Using DS4DM and Web Table Extraction extensions for Google Table and HTML table extraction
The new versions of Data Search for Data Mining extension (version 0.1.3) and Web Table Extraction extension (version 0.1.7) are now available from the RapidMiner Marketplace. In this article I will share how the newly added Operators bring the Web as a new data source for RapidMiner.
Data Tables on the Web
Combining data from multiple sources is often necessary for accurate data analysis. A recent survey showed that 98% of .com domains are made up of HTML content compared to the total number of PDF, DOC, DOCX, PPT, PPTX, XLS, XLSX, RTF, ODP, ODT, ODS and EPUB files. This leads to great interest in retrieving data from the <table> tag in html files. However, Google researchers showed that of 14.1 billion raw HTML tables extracted from the English documents in Google's main index, only 154 million were high-quality data tables and the larger lot were merely layout tables. So, on one hand, the Web is the right place to look for public data tables but on the other hand, the challenge is to narrow down the search to the small subset of webpages. These should contain not just data tables but data tables that match your interest.
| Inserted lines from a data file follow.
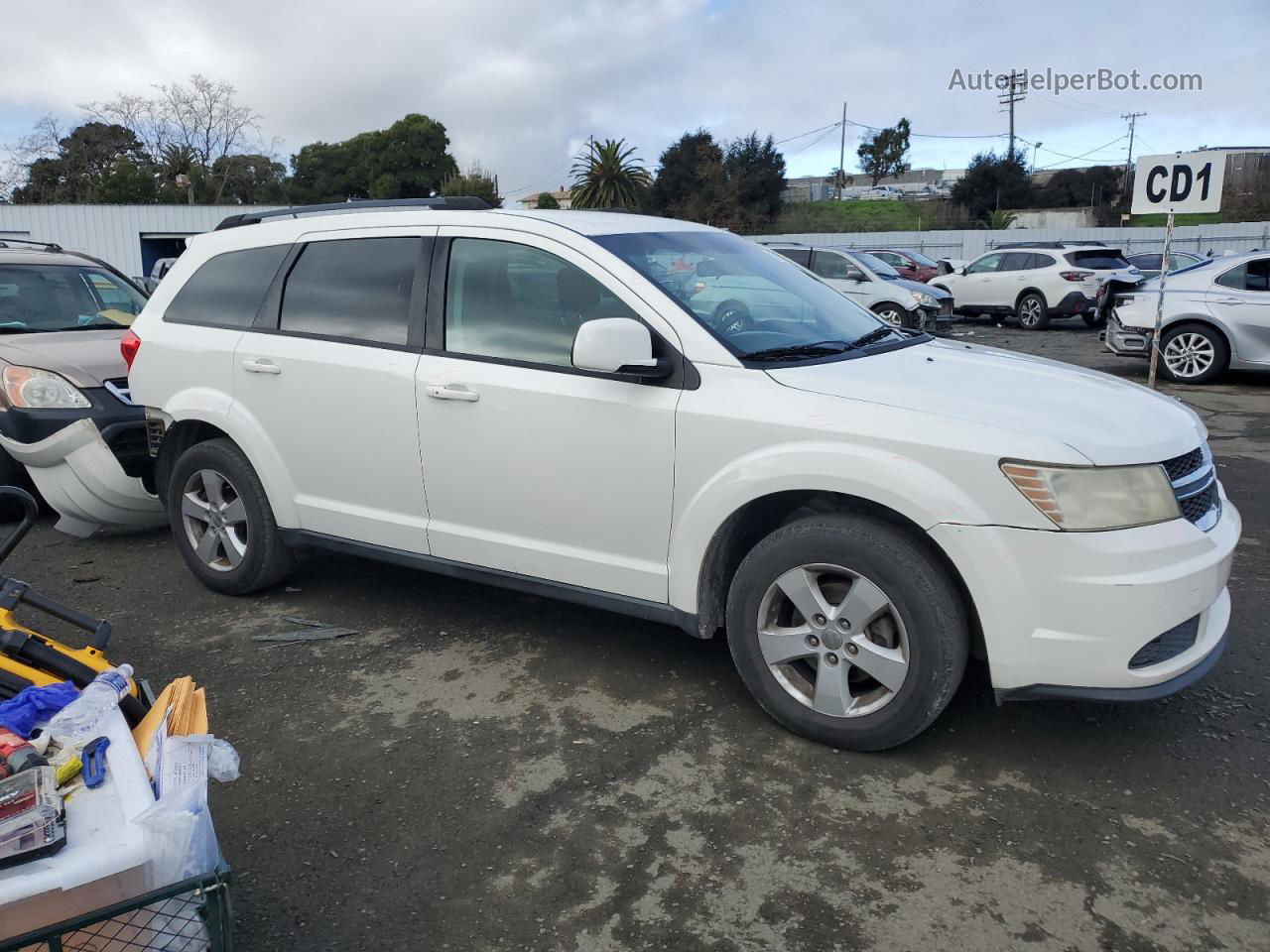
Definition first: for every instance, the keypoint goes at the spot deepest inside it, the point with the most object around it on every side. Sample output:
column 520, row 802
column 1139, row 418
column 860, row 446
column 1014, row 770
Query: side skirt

On a positive note, Google has made public its research work on keywords-based tabular search. This search is based on their “Web Tables” index - an index of over a hundred million public HTML data tables. In addition, Google has also made its “Fusion Tables” index available for search. This index is made up of data tables, which have been made public by the users of “Google Fusion Tables service” that allows to manage a collection of tables using SQL-like queries.
Google Table Search Operator
With this background, let me introduce the new Google Table Search Operator, which is shipped in the updated version of Data Search for Data Mining extension. This Operator allows RapidMiner users to perform keywords-based search on Google for webpages that contain data tables matching the keyword(s). The output is an ExampleSet carrying URLs of target webpages in an attribute. This is great, but falls one step short of instant gratification i.e. making data tables on these webpages available as ExampleSet(s) for immediate inspection and consumption.
Read HTML Tables Operator
This gap is filled by the new Read HTML Tables Operator, which is shipped in the updated version of Web Tables Extraction extension. It takes the output ExampleSet from Google Table Search Operator, iterates over all webpage URLs, extracts data tables from these webpages and outputs them as a collection. Together, these two Operators bring the Web as a new data source for RapidMiner!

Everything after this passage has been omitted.